# AI at your service: AI tools for solving crystallographic problems

**Authors:** Simon J. L. Billinge

PMC · DOI: 10.1063/4.0001095 · 2025-10-27

## TL;DR

This paper discusses how AI tools, especially machine learning, are being used to solve complex crystallographic problems in real-world materials and devices.

## Contribution

The paper introduces new AI and machine learning approaches for crystallographic data analysis and autonomous experimentation.

## Key findings

- AI and machine learning are being applied to analyze complex crystallographic data from heterogeneous materials and devices.
- Unsupervised and supervised ML methods, along with deep neural networks, are being developed for crystallographic analysis.
- Autonomous time-resolved experimentation is a promising future direction in the field.

## Abstract

At the heart of powder diffraction is the idea that we are studying real materials doing real things, often in real devices.
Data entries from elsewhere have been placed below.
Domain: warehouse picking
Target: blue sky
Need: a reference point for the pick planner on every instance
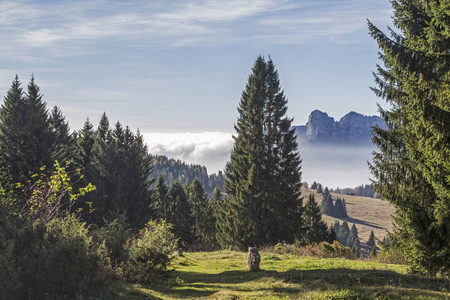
(180, 66)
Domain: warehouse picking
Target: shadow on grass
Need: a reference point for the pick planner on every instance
(367, 283)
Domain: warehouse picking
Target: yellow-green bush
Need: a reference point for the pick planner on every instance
(150, 252)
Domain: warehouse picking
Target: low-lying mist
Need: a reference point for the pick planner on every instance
(210, 149)
(336, 166)
(333, 166)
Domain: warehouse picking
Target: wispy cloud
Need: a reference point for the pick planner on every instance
(211, 149)
(67, 28)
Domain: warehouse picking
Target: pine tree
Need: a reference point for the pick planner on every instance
(319, 188)
(26, 141)
(411, 168)
(336, 227)
(339, 210)
(331, 234)
(263, 174)
(180, 214)
(161, 199)
(353, 235)
(343, 234)
(371, 242)
(203, 222)
(315, 228)
(356, 248)
(326, 207)
(63, 139)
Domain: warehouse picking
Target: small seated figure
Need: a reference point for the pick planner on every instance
(253, 259)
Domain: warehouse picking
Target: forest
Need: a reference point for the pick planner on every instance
(83, 210)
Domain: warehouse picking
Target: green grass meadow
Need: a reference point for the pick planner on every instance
(223, 275)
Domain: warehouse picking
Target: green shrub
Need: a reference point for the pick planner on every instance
(53, 260)
(115, 235)
(150, 253)
(334, 250)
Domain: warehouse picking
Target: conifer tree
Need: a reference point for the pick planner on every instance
(371, 242)
(180, 214)
(356, 248)
(200, 213)
(263, 174)
(353, 235)
(331, 235)
(339, 209)
(26, 142)
(63, 139)
(315, 228)
(343, 234)
(161, 199)
(411, 168)
(326, 206)
(336, 227)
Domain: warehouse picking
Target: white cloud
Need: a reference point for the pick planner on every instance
(211, 149)
(69, 28)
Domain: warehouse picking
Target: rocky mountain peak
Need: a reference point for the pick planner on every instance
(353, 128)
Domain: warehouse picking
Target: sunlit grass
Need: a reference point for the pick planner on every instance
(223, 275)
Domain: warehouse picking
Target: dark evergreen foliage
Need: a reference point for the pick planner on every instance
(26, 140)
(339, 209)
(201, 213)
(411, 168)
(344, 232)
(352, 237)
(371, 242)
(172, 170)
(180, 214)
(315, 229)
(326, 206)
(263, 175)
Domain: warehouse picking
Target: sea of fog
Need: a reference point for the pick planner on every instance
(333, 166)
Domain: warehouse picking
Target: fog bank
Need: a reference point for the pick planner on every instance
(332, 165)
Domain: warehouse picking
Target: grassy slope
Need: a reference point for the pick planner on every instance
(366, 213)
(222, 275)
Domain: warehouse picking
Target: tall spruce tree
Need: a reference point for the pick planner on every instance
(343, 234)
(63, 139)
(315, 227)
(263, 174)
(326, 206)
(180, 214)
(200, 212)
(26, 141)
(412, 168)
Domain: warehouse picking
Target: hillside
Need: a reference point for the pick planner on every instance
(366, 213)
(172, 170)
(223, 275)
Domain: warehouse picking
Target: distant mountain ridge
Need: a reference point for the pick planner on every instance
(352, 129)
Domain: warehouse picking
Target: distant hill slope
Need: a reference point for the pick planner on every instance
(335, 153)
(366, 213)
(352, 129)
(185, 173)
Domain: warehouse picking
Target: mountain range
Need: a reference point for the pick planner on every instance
(353, 129)
(336, 153)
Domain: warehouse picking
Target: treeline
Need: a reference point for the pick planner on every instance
(175, 170)
(362, 190)
(329, 206)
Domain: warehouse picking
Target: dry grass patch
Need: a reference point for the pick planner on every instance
(366, 213)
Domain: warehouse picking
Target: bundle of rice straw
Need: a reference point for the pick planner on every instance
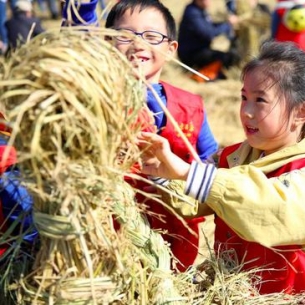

It is now possible to solve single crystal structures from tiny crystals that are smaller than powder grains so if powder diffraction was just for solving structures, we wouldn't need powder diffraction any more. But the field is as strong as ever, and if anything, getting stronger and more impactful, exactly because it is solving scientific and technological problems in real situations. However, this presents a number of key data analysis and interpretation challenges because it implies we are studying ever more complicated samples, often in complex heterogeneous devices and in time-resolved operando setups, and we are interrogating our data for more and more subtle effects such as microstructures and evolving defects and local structures. Advanced data analysis algorithms and software are essential for the success of this enterprise. In this talk I will describe various developments that leverage the power of artificial intelligence (AI), principally machine learning (ML), to aid in this task. Some of these powerful tools are clearly ready to be applied more broadly in the community and others are still in the future but look very promising. They include unsupervised and supervised machine learning approaches, conventional ML and deep neural networks, as well as approaches for autonomous time-resolved experimentation.